I'm writing to the virtual address space mmap returns and I can verify the write by reading the value at that address but I don't see the value getting updated in the FPGA.

How does the physical address get written when I write to the user virtual space? Is there a way to debug and see if the physical address space is actually being written?

Best Answer

OK, it looks like the subject of this question is a furphy ... memory mapped I/O (done correctly) will be as fast as the processor can do it for the hardware being accessed and there will be no overhead for doing this from user mode as opposed to kernel mode (i.e. there is no "write from the userspace to kernel").

However, you still have to think about what is happening when you do a read from or a write to an address (this is where the question moved on to). In most architectures, there are two mappings - the virtual to the physical, and the physical to the device. The first is set up in the virtual memory hardware and the second is set up in the memory controller.

In addition to the mappings, all accesses usually go via cache hardware, so you have to decide whether you want the accesses to be cached or not. If the underlying device being accessed is RAM of some sort, then you usually want accesses to be cached. For other types of devices, generally you don't.

There may be a lot of other things to think about (e.g. whether the VM mapping is resident in the VM hardware, the width and timing of accesses, priority, permissions, etc) but cache is the first.

In @Karthik's case, because he had not turned off cache in his mapping, depending on the type of cache, either an entire cache line was being written when he wrote to the address (write-through), or the write was being delayed (write-back) (if you want some nitty gritty about cache, try this).

To answer the specific (follow up) questions, once the virtual address mapping is done and the cache has done its job, the access goes to the memory controller - this hardware decides which bus and/or device is being accessed and does the "right thing" for that hardware, usually involving asserting a chip select and/or a write enable signal, maybe copying a part or all of the physical address onto address lines, maybe some setup timing, etc.

... and the best way to debug this stuff is to have an analyser of some sort connected to your device or bus, or if this is too difficult/expensive, there might be some support for debugging in the memory controller.

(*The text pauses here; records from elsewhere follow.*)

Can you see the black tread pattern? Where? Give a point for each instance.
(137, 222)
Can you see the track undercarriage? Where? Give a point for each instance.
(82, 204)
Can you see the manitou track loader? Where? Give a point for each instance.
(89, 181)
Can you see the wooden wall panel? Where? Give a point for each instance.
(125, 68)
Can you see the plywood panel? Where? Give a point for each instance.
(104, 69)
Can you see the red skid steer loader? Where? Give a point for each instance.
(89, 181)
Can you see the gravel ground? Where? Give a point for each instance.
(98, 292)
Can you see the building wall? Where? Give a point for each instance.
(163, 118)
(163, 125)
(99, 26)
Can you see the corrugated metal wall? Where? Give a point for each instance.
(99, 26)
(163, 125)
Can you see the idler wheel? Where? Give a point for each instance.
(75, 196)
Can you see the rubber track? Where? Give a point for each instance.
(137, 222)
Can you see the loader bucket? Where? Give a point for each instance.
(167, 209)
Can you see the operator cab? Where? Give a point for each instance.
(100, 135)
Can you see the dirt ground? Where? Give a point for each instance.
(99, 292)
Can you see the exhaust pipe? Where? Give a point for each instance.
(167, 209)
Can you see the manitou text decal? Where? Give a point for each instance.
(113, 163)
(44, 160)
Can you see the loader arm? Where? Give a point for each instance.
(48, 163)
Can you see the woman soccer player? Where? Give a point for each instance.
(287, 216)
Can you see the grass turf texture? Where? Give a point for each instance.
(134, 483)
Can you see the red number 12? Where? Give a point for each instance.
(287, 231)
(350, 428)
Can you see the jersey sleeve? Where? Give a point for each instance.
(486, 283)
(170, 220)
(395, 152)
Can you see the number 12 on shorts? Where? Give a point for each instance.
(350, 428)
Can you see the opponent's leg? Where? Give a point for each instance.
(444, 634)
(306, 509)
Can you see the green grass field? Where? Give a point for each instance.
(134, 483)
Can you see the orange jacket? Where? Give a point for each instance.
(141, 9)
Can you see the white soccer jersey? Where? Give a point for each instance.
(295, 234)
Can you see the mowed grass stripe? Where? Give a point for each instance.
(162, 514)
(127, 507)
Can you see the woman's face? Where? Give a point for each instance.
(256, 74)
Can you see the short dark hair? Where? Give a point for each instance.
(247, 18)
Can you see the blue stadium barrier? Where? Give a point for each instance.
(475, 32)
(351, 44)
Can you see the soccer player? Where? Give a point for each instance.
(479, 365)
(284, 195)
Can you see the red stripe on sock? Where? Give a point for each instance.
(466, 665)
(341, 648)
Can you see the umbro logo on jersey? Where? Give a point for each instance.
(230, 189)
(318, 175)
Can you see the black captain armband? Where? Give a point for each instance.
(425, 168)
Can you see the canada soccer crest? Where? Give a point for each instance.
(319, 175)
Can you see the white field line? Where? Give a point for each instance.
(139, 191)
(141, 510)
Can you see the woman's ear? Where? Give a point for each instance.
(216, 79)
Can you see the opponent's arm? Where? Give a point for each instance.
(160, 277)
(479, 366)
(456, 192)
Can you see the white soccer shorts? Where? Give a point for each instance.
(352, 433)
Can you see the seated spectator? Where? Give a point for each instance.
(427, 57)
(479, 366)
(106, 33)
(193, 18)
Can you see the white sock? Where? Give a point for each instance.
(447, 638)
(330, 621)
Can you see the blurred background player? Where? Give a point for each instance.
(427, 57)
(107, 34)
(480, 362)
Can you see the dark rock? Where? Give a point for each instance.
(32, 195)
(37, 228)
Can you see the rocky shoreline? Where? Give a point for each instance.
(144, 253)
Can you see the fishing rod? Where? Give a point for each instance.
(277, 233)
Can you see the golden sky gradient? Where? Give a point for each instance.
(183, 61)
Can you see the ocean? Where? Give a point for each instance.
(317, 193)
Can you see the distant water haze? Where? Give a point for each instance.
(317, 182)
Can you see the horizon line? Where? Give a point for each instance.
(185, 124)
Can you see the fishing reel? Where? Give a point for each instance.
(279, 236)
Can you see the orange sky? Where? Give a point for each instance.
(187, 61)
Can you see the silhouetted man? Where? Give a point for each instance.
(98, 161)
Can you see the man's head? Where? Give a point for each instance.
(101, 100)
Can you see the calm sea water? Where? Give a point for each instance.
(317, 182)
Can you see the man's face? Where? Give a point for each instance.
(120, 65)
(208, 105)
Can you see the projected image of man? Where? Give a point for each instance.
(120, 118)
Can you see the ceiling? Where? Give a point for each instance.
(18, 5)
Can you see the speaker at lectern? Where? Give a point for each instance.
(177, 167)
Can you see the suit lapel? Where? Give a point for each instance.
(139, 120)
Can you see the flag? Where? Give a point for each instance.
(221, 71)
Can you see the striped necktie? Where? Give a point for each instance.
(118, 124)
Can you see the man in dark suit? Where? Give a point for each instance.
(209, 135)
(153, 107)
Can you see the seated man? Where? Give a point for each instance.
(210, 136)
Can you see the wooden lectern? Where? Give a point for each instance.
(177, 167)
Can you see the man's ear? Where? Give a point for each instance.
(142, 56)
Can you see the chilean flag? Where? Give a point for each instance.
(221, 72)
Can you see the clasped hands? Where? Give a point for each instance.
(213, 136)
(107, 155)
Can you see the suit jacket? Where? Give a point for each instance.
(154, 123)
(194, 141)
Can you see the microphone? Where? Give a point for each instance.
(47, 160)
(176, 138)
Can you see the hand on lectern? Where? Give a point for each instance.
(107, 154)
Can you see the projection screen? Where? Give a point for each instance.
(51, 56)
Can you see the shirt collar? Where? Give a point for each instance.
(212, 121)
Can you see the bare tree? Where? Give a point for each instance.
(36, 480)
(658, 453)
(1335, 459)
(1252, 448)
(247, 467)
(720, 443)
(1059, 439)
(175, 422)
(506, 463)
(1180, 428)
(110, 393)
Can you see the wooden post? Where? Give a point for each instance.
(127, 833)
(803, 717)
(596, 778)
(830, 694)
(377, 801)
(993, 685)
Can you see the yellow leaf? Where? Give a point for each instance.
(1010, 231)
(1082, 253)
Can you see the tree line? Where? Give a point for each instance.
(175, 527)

One other minor but important point ... take note of the declaration of blink_mem in the code above - the volatile type qualifier is very important. It tells the compiler not to muck with accesses to the address. In addition to this, you should be aware of any special pipeline instructions to do with memory accesses (check out the eieio instruction in powerpc - someone has a sense of humour :-)

Finally, just to re-iterate what was said in the comments, which turned out to be the real answer to the question, when calling remap_pfn_range() you turn off cache by modifying the page protections specified in the last argument (prot) using the pgprot_noncached() macro. Also read this and this and particularly this. Cheers!